UPPER NAPPAN - Former Cumberland South MLA, Murray Scott, and former MP For Cumberland-Colchester Musquodoboit Valley, Bill Casey, spoke on behalf of the Springhill concerned citiznes coalition during Wednesday's meeting of County Council.
"We're a democratic country and democracy is suspended in Springhill right now," said Casey in the council chamber during Wednesdays meeting.
"Five people have decided there will never be an election for mayor and council (in Springhill)," he added. "They benefited from the democratic process but they're saying that will never happen again."
A public hearing by Casey and Scott was not on the council agenda and, initially, their request to speak to council was rejected, but then warden Keith Hunter asked council to vote on the matter. Council voted almost unanimously to allow them to speak.
Casey said he was did not come to council as an adversary but says he is very displeased with how the amalgamation process is currently being negotiated between Springhill, the County and the province of Nova Scotia.
"A lot of the people in Springhill, as far as I can tell it's 99 per cent, are against this decision because they've never been given the information and asked to come along with the decision," said Casey. "We need information, we all deserve to be heard, we all deserve a democratic process."
During the council meeting, council passed a motion read by councillor John Kellegrew.
"I move that council accept and approve the RCMP policing proposal to provide RCMP services and establish an RCMP detachment in Springhill effective April 1, 2015, conditional on the approval of the dissolution application and mergers by the Nova Scotia Utility and Review Board, further that council requests approval of the proposal from the minister of justice," said Kelligrew.
Warden Hunter says there would be substantial savings by replacing the Town of Springhill Police Department with the RCMP.
Those financial comparisons are currently in the hands of John Leefe, the transition co-ordinator appointed by the province to facitlitate the amalgamation process, and have not been made public.
Scott says the numbers could be skewed in favour of bringing the RCMP to Springhill. He would like to know if the numbers include the $250,000 per year the Springhill Police Department makes through background security checks, and the $200,000 grant the department gets from the province each year to have two police officers on the street crime unit.

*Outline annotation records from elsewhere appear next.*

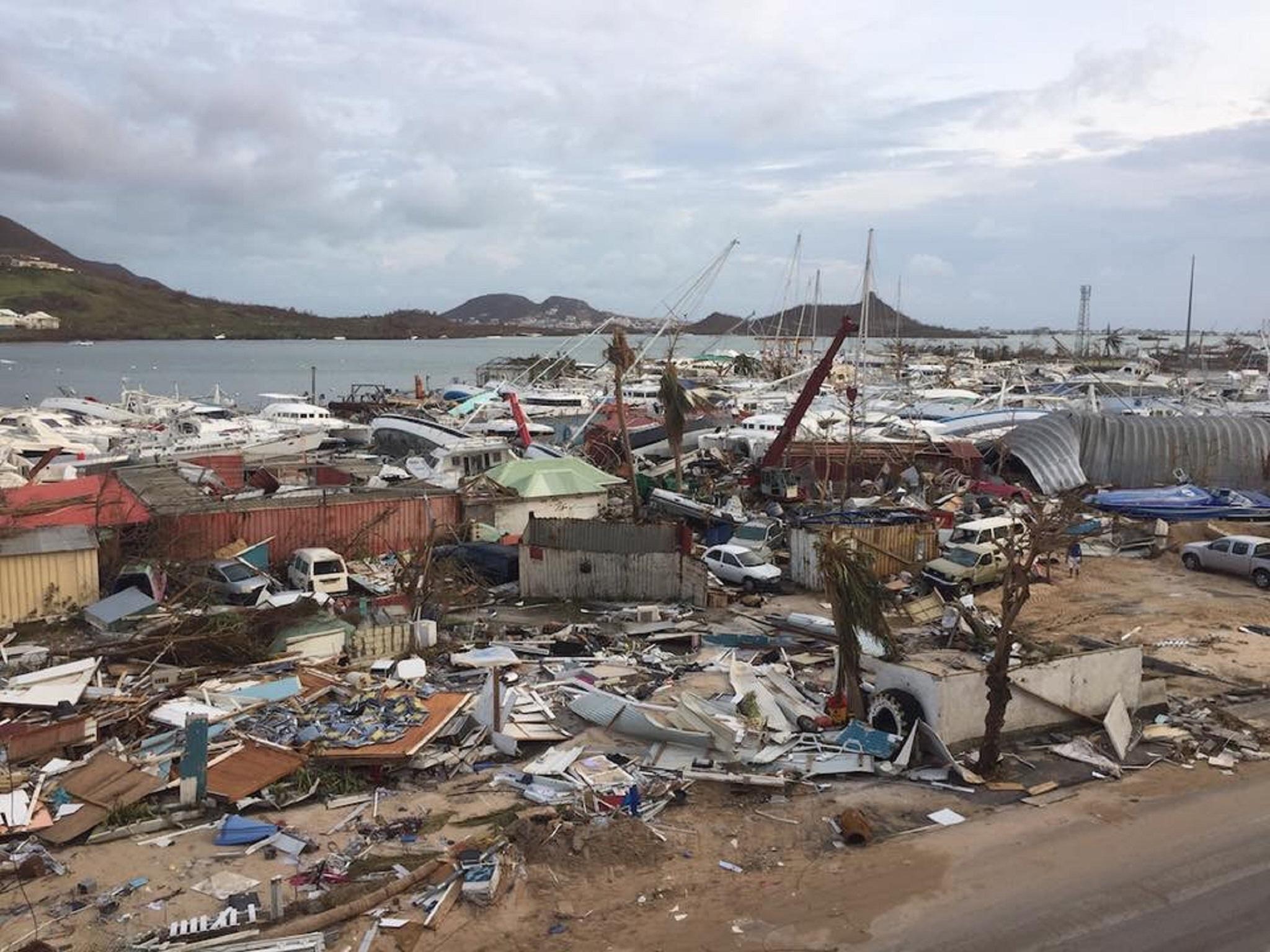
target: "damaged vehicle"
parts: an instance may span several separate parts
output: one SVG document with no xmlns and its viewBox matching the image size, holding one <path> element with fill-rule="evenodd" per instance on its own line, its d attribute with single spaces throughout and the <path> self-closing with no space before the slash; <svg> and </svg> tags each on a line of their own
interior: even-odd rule
<svg viewBox="0 0 1270 952">
<path fill-rule="evenodd" d="M 744 546 L 712 546 L 702 561 L 721 581 L 740 585 L 745 592 L 779 592 L 781 588 L 781 570 Z"/>
<path fill-rule="evenodd" d="M 1259 589 L 1270 590 L 1270 538 L 1223 536 L 1213 542 L 1191 542 L 1182 546 L 1182 565 L 1191 571 L 1242 575 Z"/>
<path fill-rule="evenodd" d="M 926 564 L 922 578 L 931 585 L 966 595 L 977 588 L 1001 581 L 1006 556 L 994 545 L 949 546 L 944 555 Z"/>
</svg>

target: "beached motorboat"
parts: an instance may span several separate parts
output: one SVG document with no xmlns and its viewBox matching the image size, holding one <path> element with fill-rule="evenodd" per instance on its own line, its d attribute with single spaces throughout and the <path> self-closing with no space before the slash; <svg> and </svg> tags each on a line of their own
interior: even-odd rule
<svg viewBox="0 0 1270 952">
<path fill-rule="evenodd" d="M 1205 489 L 1193 484 L 1152 489 L 1114 489 L 1086 496 L 1104 512 L 1138 519 L 1270 519 L 1270 496 L 1255 490 Z"/>
</svg>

"Those numbers have to be taken into account, but the numbers have not been released," said Scott.
It was pointed out during the meeting that all police currently employed by the town of Springhill have put in applications with the RCMP.
"All the police officers have to apply because they would have no job otherwise," said Scott. "They have no choice to apply if they want to have a living for their families."
Casey is frustrated with the lack of transparency and how the process is shrouded in mystery. He told council the entire process is flawed and says the people of Springhill are being steamrolled by Springhill mayor and council.
"If we don't maintain our democracy, and this is not a democratic process, we're all going to all suffer."
Hunter took exception to the steamroll comment.
"We're not trying to steamroll, we're just there as a good neighbour trying to help out," said the warden.
Hunter said it's not about Us vs. Them.
"We're all together in this. If we can help the town of Springhill in any way through economic development and being sustainable then we're going to do that."
He added that the county would always be mindful of the needs of Springhiller's.
"We're elected here to represent the people of Cumberland County and we try to do that as best we can," he said. "We will be looking out for the interest of Springhiller's just as much as we do for the rest of the County."
The decision for or against amalgamation is currently in the hands of the Nova Scotia Utility Review Board, and Hunter says a final decision on the matter could be made by the URB before the end of the year.
He told Casey the decision would not be based on emotion.
"Rather than having an emotional decision made it should be based on dollars and cents."
Casey said the decision would have huge consequences for the people of Springhill, and added, "It is an emotional decision because it's one of the biggest decisions made about Springhill.
"I was lucky enough to represent the people of Springhill for 17 years. They elected me six times. I know them well and when I heard this I knew the process was wrong," added Casey "I don't know about the decision because there's not enough information to make a decision when you're out of the loop."
Scott also spoke to council and kept his speech short.
"I believe there's not one person here today who would treat their constituents they way the constituents of Springhill are being treated today," said Scott.
The Springhill citizen's coalition currently has a petition with close to 900 signatures calling for a plebiscite on amalgamation.
"I can't say they're all neighbours of mine who pay taxes and I can't say some aren't constituents of yours," said Scott to council. "But if a plebiscite is allowed and the majority of people in Springhill agree with what's happening, then I'll be one of the people front and centre to make that happen, but they deserve and opportunity to have a say."